4.4  If you have ever been registered as an officer of a company that has filed for bankruptcy, or if you have ever litigated on behalf of a company filing for bankruptcy, or ever acted on behalf of a bankrupt company to liquidate debts, or sat as a judge who ordered a company's bankruptcy, then you may not create a Facebook account.  Sorry; you failed.

Cast your vote, and say silly things like them.


( 4 comments — Leave a comment )
Apr. 17th, 2009 07:39 pm (UTC)
The United States of Facebook

How many votes does it take to ratify the "Document of Governance?"
Apr. 17th, 2009 11:10 pm (UTC)
Apr. 20th, 2009 08:10 pm (UTC)
The later is unnecessary given the former.

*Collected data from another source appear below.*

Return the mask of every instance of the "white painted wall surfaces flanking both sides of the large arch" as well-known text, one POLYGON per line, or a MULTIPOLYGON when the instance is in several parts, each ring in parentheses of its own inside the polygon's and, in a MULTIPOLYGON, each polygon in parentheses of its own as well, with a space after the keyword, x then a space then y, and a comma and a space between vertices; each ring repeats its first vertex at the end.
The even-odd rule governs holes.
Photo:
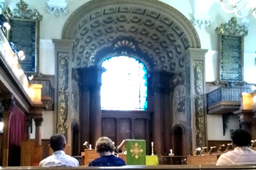
MULTIPOLYGON (((160 2, 166 3, 177 10, 179 10, 188 20, 193 20, 194 14, 208 15, 210 20, 210 26, 205 28, 204 26, 199 28, 195 27, 200 37, 201 48, 209 49, 205 55, 205 66, 206 66, 206 81, 214 82, 217 80, 218 73, 218 36, 215 32, 216 27, 221 23, 227 23, 228 20, 234 14, 227 14, 224 12, 217 1, 213 0, 159 0, 160 2), (182 3, 181 3, 182 2, 182 3)), ((11 10, 16 8, 16 3, 19 0, 6 0, 6 5, 9 5, 11 10)), ((68 17, 74 12, 79 6, 83 5, 88 0, 66 0, 68 3, 68 14, 65 16, 56 17, 50 15, 46 11, 46 1, 40 0, 26 0, 28 8, 37 9, 43 20, 40 22, 40 49, 39 49, 39 71, 43 74, 54 75, 55 74, 55 56, 54 46, 51 39, 61 39, 61 33, 68 17)), ((244 80, 248 83, 256 83, 256 76, 251 73, 255 73, 256 67, 254 66, 254 58, 256 57, 256 19, 253 16, 248 16, 244 19, 237 19, 238 24, 246 24, 249 27, 249 33, 244 39, 244 80)), ((48 115, 48 114, 46 114, 48 115)), ((44 115, 44 116, 46 116, 44 115)), ((53 117, 48 115, 47 122, 53 122, 53 117)), ((229 130, 224 137, 221 136, 222 132, 222 116, 220 115, 208 115, 208 139, 209 140, 229 140, 229 130), (214 124, 213 124, 214 122, 214 124)), ((47 123, 48 124, 48 123, 47 123)), ((49 124, 50 125, 50 124, 49 124)), ((53 125, 53 124, 51 124, 53 125)), ((53 127, 48 126, 44 128, 46 124, 43 122, 43 135, 47 135, 48 138, 52 134, 53 127), (44 133, 48 129, 50 133, 44 133)), ((230 118, 230 127, 237 128, 237 120, 230 118), (232 122, 232 123, 231 123, 232 122), (233 124, 234 122, 234 124, 233 124), (235 125, 236 124, 236 125, 235 125)))

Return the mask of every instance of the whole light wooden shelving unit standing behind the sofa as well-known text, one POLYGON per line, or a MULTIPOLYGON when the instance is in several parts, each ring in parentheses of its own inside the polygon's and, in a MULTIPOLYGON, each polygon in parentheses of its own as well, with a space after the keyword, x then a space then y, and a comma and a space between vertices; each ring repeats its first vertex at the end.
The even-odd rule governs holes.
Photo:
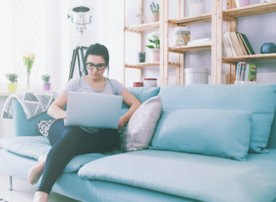
MULTIPOLYGON (((126 1, 126 0, 124 0, 126 1)), ((160 0, 160 22, 146 23, 142 25, 125 26, 124 31, 137 32, 142 34, 150 30, 159 30, 160 32, 160 63, 134 63, 124 64, 126 68, 142 69, 145 67, 159 66, 160 85, 168 85, 168 68, 176 68, 176 84, 184 85, 184 66, 185 53, 190 51, 199 51, 211 49, 211 83, 222 83, 222 63, 226 65, 226 84, 235 82, 235 65, 239 61, 250 62, 255 60, 276 60, 276 54, 255 54, 249 56, 224 57, 222 56, 222 27, 223 21, 226 21, 226 32, 237 31, 237 19, 244 16, 253 16, 257 14, 266 14, 276 12, 276 1, 270 3, 257 3, 242 8, 236 8, 235 0, 212 0, 212 11, 199 16, 185 16, 185 0, 177 0, 177 18, 168 19, 168 0, 160 0), (226 10, 222 10, 222 3, 226 2, 226 10), (181 27, 198 23, 211 22, 212 42, 196 45, 169 46, 168 45, 168 27, 181 27), (179 54, 177 63, 170 63, 169 53, 179 54)), ((140 0, 140 11, 142 14, 143 1, 140 0)), ((246 34, 246 33, 245 33, 246 34)), ((140 35, 142 38, 142 35, 140 35)), ((141 46, 142 49, 142 46, 141 46)))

No. You could be a sex offender without using facebook to do it. i.e. You could take your clothes off and strip across a football field and be convicted as a sex offender.
Apr. 21st, 2009 03:00 am (UTC)
This is why philosophers ... suck. Context obviates the intent of the rules as 'use of Facebook'. One cannot use Facebook whilst flashing football kids; one can post pictures of yourself mooning the audience. My point was why separate one kind of felon that is contextually meaningful to Facebook, like fraud? or theft? It was probably put there to satisfy parents, but Facebook could stick to its guns and require a minimum age of 18.

Note that the rules actually imply that posting a picture, even privately, implies that no one can steal it. However, posting a private picture of one's bum and a 13 year old member somehow looking at it -- despite hacking or fraud or however they got to it -- could spell time in the slammer for *you*. The rules have gone too far in seeming to protect while actually protecting people less.